In 2008, renovations were made to the Indian Bar Shelter to make repairs and correct drainage problems. Funding provided by the Mount Rainier National Park Associates was matched under the federal NPS Centennial Project.

==Other historic shelters==

===Sunset Park Patrol Cabin===
The Sunset Park Patrol Cabin was built in 1922 to shelter park rangers and hikers on the Wonderland Trail in Mount Rainier National Park. The cabin, at Golden Lakes, is a log structure about 16 ft by 18 ft with a low porch (included in the dimensions) across the front. The interior is finished with varnished logs and a wood floor. It was one of several such cabins built in 1922. The cabin was placed on the National Register of Historic Places on March 13, 1991.

===White River Patrol Cabin===

The White River Patrol Cabin was built in 1927 by the National Park Service at the White River Campground in Mount Rainier National Park, as the White River Campground Ranger Station. The rustic cabin functioned as a patrol cabin because of its location on the Wonderland Trail. Construction is post and beam frame with log roof framing. The three-room cabin was remodeled in 1949. The cabin was placed on the National Register of Historic Places on March 13, 1991.

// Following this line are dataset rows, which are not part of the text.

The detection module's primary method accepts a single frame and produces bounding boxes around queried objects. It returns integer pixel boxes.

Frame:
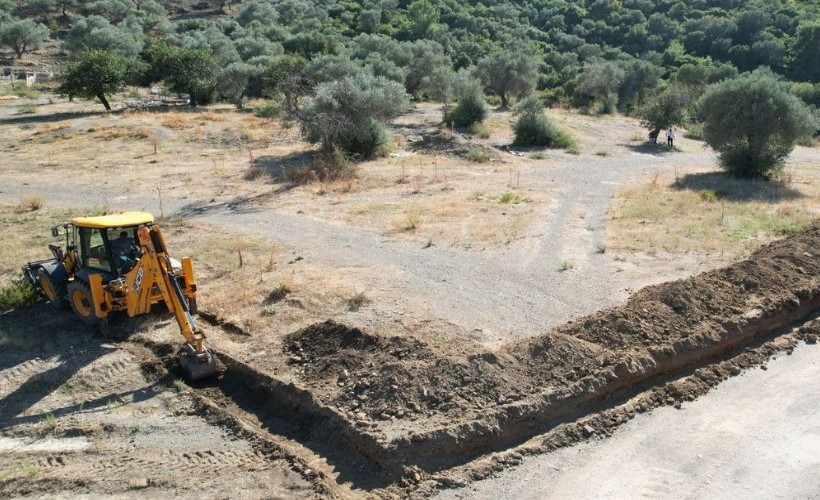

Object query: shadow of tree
[618,142,681,156]
[177,192,271,217]
[245,151,315,185]
[0,111,106,125]
[0,304,116,429]
[672,172,805,203]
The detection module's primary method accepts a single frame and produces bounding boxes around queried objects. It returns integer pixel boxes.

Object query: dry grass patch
[608,169,820,258]
[0,204,79,283]
[18,195,46,212]
[34,123,71,135]
[160,113,194,130]
[97,127,130,141]
[196,111,228,124]
[128,127,155,139]
[390,205,422,232]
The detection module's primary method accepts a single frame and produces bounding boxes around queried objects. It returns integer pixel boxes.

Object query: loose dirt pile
[284,225,820,470]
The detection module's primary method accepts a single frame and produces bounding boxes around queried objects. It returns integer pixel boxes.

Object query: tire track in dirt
[0,356,62,399]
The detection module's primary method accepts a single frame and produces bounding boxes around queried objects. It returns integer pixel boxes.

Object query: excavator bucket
[179,349,216,382]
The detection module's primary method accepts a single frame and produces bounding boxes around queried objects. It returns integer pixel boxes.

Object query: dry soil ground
[0,88,820,497]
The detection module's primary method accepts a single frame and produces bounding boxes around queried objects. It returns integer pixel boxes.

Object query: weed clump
[464,148,493,163]
[0,276,40,312]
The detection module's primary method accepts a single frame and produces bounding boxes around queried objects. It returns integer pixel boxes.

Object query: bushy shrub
[513,96,558,146]
[698,70,817,177]
[444,83,490,127]
[0,276,42,312]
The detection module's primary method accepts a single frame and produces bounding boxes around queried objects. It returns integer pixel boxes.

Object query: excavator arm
[135,225,216,380]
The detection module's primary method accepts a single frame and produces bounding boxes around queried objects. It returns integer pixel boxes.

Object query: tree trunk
[97,92,111,111]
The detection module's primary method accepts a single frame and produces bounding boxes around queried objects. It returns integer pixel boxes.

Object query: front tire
[68,280,100,326]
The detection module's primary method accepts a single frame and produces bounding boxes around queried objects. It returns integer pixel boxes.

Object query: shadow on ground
[0,111,105,125]
[618,142,681,156]
[245,151,314,184]
[176,193,271,217]
[0,303,162,430]
[672,172,804,203]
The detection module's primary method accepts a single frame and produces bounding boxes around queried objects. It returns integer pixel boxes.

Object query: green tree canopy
[151,46,219,106]
[576,61,626,113]
[0,19,48,59]
[698,70,817,177]
[513,96,558,146]
[636,87,692,133]
[476,50,538,109]
[298,73,410,158]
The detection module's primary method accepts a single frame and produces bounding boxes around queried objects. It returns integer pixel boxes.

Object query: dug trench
[138,225,820,490]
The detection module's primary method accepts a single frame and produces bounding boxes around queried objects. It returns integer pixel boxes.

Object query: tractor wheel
[37,268,69,309]
[68,280,100,326]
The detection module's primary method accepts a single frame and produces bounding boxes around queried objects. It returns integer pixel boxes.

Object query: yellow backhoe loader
[23,212,216,380]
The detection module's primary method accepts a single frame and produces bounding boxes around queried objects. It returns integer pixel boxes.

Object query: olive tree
[576,61,626,113]
[513,96,558,146]
[57,49,129,111]
[298,73,410,158]
[476,50,538,109]
[698,70,817,177]
[444,71,490,127]
[0,19,48,59]
[63,16,145,57]
[636,87,692,142]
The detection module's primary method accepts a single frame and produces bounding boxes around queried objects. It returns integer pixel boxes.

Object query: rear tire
[37,268,70,310]
[68,280,100,326]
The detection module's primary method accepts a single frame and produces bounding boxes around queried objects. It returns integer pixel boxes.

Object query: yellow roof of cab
[71,212,154,229]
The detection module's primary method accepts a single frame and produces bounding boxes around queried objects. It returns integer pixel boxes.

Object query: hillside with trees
[0,0,820,159]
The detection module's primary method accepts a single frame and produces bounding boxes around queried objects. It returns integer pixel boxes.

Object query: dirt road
[436,345,820,500]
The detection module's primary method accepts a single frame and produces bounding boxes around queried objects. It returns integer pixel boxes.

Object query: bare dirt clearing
[0,93,820,497]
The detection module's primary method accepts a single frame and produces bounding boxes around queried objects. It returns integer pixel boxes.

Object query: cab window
[80,228,112,273]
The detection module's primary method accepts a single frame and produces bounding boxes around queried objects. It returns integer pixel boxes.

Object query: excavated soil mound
[284,225,820,470]
[285,321,526,420]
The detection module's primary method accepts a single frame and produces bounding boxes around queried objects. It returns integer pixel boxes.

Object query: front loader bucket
[179,349,216,382]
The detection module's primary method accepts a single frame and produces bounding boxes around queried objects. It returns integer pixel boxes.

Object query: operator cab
[69,212,154,283]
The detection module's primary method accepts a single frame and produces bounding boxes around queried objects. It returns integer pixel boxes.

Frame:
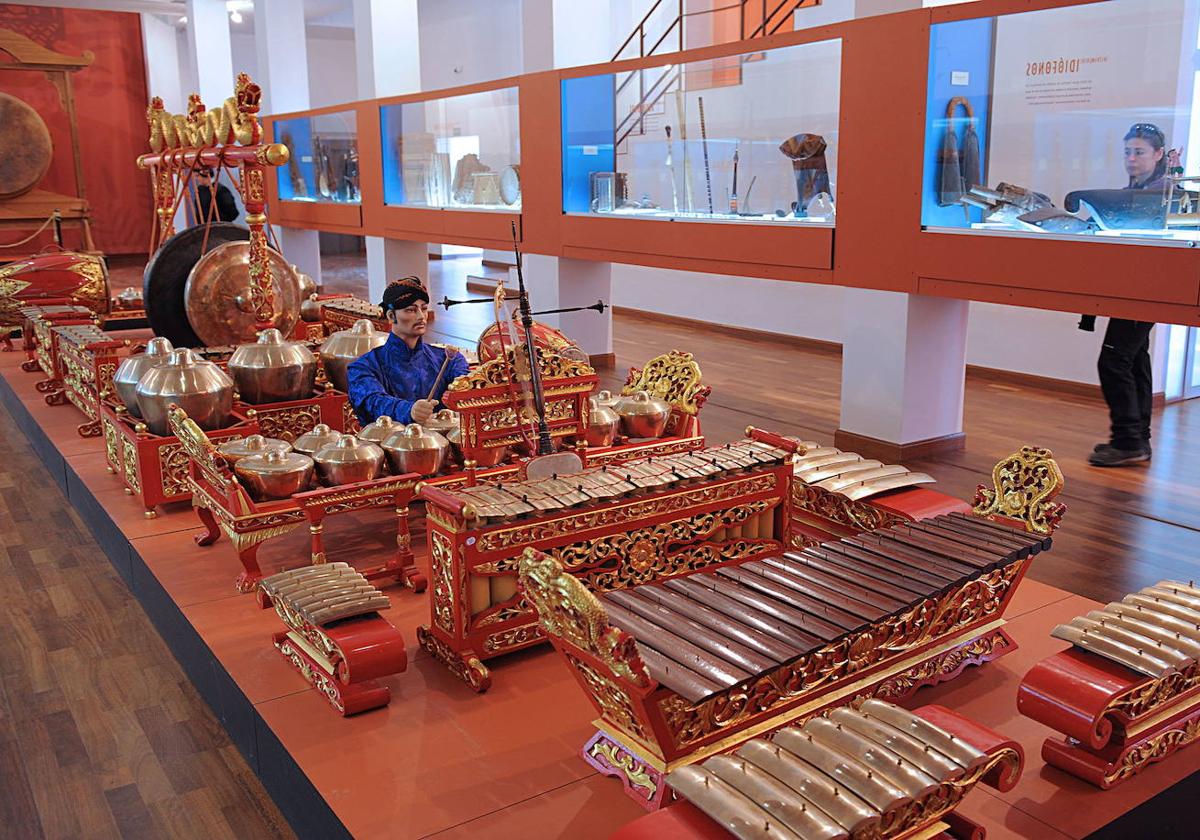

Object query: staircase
[613,0,820,155]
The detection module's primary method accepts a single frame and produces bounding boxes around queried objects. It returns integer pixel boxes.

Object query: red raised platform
[0,345,1200,840]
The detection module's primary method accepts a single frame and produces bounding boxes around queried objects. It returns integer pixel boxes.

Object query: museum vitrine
[922,0,1200,246]
[274,110,361,204]
[379,86,521,212]
[562,40,841,227]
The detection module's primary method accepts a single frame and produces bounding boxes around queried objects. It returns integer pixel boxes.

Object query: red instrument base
[272,632,391,718]
[1016,647,1200,791]
[1042,691,1200,791]
[585,628,1017,811]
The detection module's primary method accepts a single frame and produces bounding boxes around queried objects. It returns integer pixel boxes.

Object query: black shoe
[1087,446,1150,467]
[1092,443,1154,460]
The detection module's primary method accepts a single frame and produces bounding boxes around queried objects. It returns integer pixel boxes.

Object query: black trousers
[1096,318,1154,450]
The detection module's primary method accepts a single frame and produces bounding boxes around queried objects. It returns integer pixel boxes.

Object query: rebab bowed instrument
[440,223,607,475]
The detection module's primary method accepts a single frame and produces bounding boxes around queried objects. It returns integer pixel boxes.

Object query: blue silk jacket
[347,335,468,425]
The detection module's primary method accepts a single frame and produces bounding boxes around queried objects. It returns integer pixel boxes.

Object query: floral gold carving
[973,446,1067,534]
[622,350,713,414]
[430,530,454,634]
[520,550,650,686]
[792,480,908,532]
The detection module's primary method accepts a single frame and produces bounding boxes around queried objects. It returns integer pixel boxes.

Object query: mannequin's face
[1126,137,1163,181]
[388,300,430,347]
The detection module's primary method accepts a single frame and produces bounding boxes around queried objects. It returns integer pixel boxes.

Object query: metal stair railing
[612,0,806,154]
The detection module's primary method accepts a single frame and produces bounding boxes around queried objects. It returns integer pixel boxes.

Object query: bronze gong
[142,222,250,347]
[0,94,54,200]
[184,242,300,347]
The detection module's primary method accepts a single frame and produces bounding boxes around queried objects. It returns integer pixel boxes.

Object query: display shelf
[367,78,523,248]
[559,32,841,273]
[264,104,362,232]
[253,0,1200,324]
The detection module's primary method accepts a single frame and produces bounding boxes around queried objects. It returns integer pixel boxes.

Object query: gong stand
[0,28,96,259]
[138,73,289,330]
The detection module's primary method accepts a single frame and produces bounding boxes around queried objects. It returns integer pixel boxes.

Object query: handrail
[612,0,804,149]
[613,67,683,149]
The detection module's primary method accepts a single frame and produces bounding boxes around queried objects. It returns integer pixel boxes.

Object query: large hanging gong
[184,242,302,347]
[142,222,250,347]
[0,94,54,200]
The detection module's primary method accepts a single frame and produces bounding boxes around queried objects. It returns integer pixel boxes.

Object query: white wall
[612,265,1147,389]
[418,0,521,90]
[307,26,359,108]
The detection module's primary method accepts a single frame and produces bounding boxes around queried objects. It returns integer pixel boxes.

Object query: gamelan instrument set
[418,430,796,691]
[613,700,1025,840]
[520,448,1062,806]
[14,62,1176,840]
[258,563,408,715]
[1016,581,1200,790]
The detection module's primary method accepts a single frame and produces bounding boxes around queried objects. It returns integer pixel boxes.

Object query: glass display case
[922,0,1200,246]
[275,110,361,204]
[379,88,521,212]
[562,40,841,226]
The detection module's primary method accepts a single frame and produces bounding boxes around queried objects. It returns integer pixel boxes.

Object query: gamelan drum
[0,94,54,200]
[478,320,588,364]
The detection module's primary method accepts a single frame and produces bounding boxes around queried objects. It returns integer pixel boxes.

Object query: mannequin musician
[347,277,468,425]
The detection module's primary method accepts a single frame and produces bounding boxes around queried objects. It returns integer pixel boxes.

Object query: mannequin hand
[412,400,433,425]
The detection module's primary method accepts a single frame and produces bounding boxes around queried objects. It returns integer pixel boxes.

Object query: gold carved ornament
[476,473,776,553]
[167,406,246,512]
[146,73,263,152]
[792,479,908,532]
[856,746,1022,838]
[446,344,596,391]
[972,446,1067,534]
[620,350,713,414]
[517,548,650,688]
[659,562,1025,749]
[1104,718,1200,786]
[1102,662,1200,731]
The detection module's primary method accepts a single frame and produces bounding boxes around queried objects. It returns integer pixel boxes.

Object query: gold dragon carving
[622,350,713,414]
[146,73,263,152]
[972,446,1067,534]
[520,548,650,688]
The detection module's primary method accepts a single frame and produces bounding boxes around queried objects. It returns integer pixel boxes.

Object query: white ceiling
[9,0,354,30]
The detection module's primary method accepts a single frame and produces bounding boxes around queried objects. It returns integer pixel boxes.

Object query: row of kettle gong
[113,319,388,434]
[217,420,449,502]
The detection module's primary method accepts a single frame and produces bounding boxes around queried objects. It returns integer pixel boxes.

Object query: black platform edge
[0,374,353,840]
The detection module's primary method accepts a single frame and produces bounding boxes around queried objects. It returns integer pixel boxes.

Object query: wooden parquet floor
[0,409,293,840]
[9,253,1200,840]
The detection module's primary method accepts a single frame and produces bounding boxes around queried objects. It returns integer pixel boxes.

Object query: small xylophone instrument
[258,563,408,716]
[1016,581,1200,790]
[521,448,1063,808]
[652,700,1024,840]
[791,440,971,548]
[600,514,1050,703]
[418,430,794,691]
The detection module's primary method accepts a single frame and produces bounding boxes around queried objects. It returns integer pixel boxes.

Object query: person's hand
[412,400,434,426]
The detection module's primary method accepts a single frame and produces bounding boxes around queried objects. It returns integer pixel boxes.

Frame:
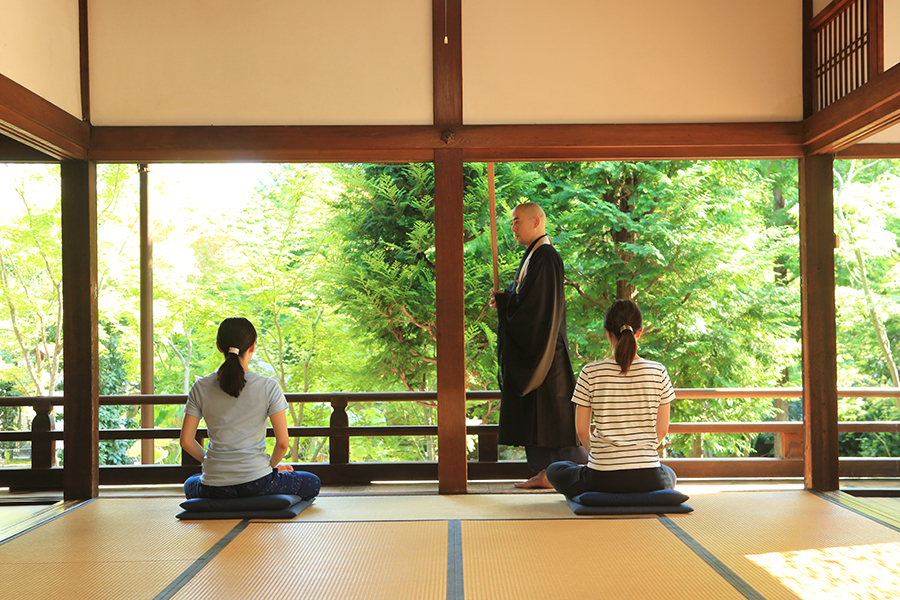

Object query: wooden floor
[0,482,900,600]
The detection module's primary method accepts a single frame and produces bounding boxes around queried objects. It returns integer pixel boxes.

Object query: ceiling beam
[90,123,803,163]
[0,75,91,160]
[803,64,900,154]
[0,135,59,163]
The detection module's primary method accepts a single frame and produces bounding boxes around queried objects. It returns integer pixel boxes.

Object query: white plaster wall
[0,0,82,119]
[89,0,433,125]
[884,0,900,69]
[813,0,832,16]
[463,0,803,124]
[863,0,900,144]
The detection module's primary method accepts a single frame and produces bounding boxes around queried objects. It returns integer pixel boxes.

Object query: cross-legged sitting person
[181,317,320,499]
[547,300,675,498]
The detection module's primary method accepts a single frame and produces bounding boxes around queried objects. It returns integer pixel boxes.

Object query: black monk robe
[496,237,578,448]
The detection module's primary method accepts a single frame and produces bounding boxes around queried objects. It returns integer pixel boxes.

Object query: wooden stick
[488,163,500,290]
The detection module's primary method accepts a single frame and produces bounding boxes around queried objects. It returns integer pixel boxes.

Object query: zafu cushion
[572,490,690,506]
[175,494,315,521]
[569,500,694,515]
[180,494,303,512]
[569,490,694,515]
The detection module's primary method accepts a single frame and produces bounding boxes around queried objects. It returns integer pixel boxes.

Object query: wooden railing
[0,388,900,489]
[809,0,884,111]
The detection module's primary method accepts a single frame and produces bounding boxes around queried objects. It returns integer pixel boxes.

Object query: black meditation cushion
[175,494,314,520]
[569,490,694,515]
[572,490,690,506]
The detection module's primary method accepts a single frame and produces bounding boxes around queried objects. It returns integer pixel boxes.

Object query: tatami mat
[677,491,900,600]
[0,490,900,600]
[172,521,447,600]
[299,494,574,521]
[462,519,744,600]
[0,499,237,600]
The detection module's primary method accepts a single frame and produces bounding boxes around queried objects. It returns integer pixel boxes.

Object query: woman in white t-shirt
[547,300,675,498]
[181,317,320,499]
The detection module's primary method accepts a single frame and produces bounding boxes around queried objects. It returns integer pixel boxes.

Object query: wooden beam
[803,64,900,154]
[60,161,100,500]
[434,150,467,494]
[0,135,59,163]
[90,123,803,162]
[835,144,900,158]
[800,155,839,491]
[0,75,91,160]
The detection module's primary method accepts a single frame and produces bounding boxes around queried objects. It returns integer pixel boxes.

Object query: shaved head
[513,202,547,221]
[512,202,547,246]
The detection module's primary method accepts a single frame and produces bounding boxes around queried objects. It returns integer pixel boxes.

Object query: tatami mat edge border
[810,490,900,532]
[0,498,96,546]
[153,519,250,600]
[659,515,766,600]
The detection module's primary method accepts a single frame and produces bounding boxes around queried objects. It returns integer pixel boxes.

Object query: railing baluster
[328,396,350,465]
[31,400,56,469]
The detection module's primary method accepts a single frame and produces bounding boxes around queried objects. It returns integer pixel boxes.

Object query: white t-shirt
[184,371,288,487]
[572,356,675,471]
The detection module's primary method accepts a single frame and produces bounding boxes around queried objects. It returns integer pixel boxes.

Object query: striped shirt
[572,356,675,471]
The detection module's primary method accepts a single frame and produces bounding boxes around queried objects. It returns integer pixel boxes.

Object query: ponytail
[603,300,643,375]
[216,317,256,398]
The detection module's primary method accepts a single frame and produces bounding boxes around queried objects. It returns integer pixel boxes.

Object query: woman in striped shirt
[547,300,675,498]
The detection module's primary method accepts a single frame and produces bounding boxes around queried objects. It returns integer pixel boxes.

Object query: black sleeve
[497,245,565,396]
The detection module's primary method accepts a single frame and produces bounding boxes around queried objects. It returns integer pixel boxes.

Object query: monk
[491,202,587,488]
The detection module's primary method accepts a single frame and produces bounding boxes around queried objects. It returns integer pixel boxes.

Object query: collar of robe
[516,233,552,294]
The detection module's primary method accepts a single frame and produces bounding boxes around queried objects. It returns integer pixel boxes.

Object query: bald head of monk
[512,202,547,246]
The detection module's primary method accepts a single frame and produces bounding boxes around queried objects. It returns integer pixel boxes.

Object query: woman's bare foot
[514,469,553,490]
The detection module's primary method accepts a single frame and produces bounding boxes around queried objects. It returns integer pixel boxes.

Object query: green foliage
[0,161,900,464]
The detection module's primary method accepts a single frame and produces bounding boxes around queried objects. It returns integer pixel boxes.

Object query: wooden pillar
[432,0,467,494]
[800,155,839,491]
[138,165,156,465]
[434,150,467,494]
[60,161,100,500]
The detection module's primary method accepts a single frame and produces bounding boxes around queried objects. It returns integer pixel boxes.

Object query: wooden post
[800,155,839,491]
[434,149,467,494]
[60,161,100,500]
[138,165,156,465]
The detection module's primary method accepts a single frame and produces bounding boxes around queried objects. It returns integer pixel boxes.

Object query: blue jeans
[525,446,588,473]
[184,471,322,500]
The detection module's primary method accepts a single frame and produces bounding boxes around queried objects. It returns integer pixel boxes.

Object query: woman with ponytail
[181,317,320,499]
[547,300,675,498]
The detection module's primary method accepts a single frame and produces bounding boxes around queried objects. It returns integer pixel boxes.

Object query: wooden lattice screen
[810,0,884,111]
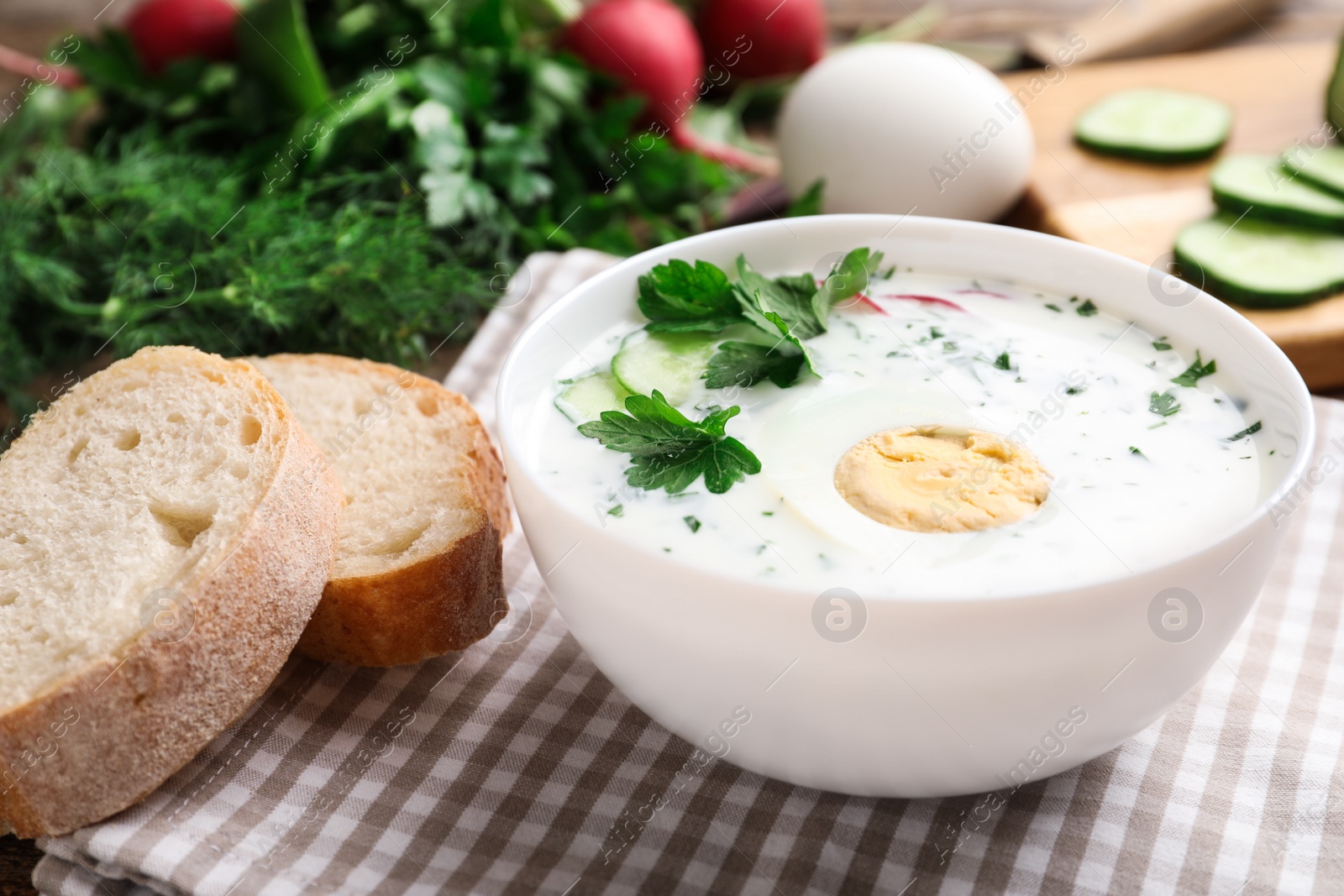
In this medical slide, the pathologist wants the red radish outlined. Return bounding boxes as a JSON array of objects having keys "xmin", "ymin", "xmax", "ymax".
[
  {"xmin": 891, "ymin": 293, "xmax": 966, "ymax": 312},
  {"xmin": 125, "ymin": 0, "xmax": 238, "ymax": 74},
  {"xmin": 564, "ymin": 0, "xmax": 791, "ymax": 173},
  {"xmin": 699, "ymin": 0, "xmax": 827, "ymax": 78}
]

In 1998 White River Patrol Cabin underwent rehabilitation. This historic back country cabin serves as a mini-museum about the park's extensive trail system, including the Wonderland Trail.

===Sunset Park Trail Shelter===
The Sunset Park Trail Shelter was built in 1931 at Golden Lakes in the Sunset Park portion of Mount Rainier National Park. The rustic log structure provides shelter for hikers on the Wonderland Trail that encircles Mount Rainier. The Sunset Park shelter is built in a saltbox shape, with a porch spanning the width of the front. It was listed on the National Register of Historic Places on March 13, 1991.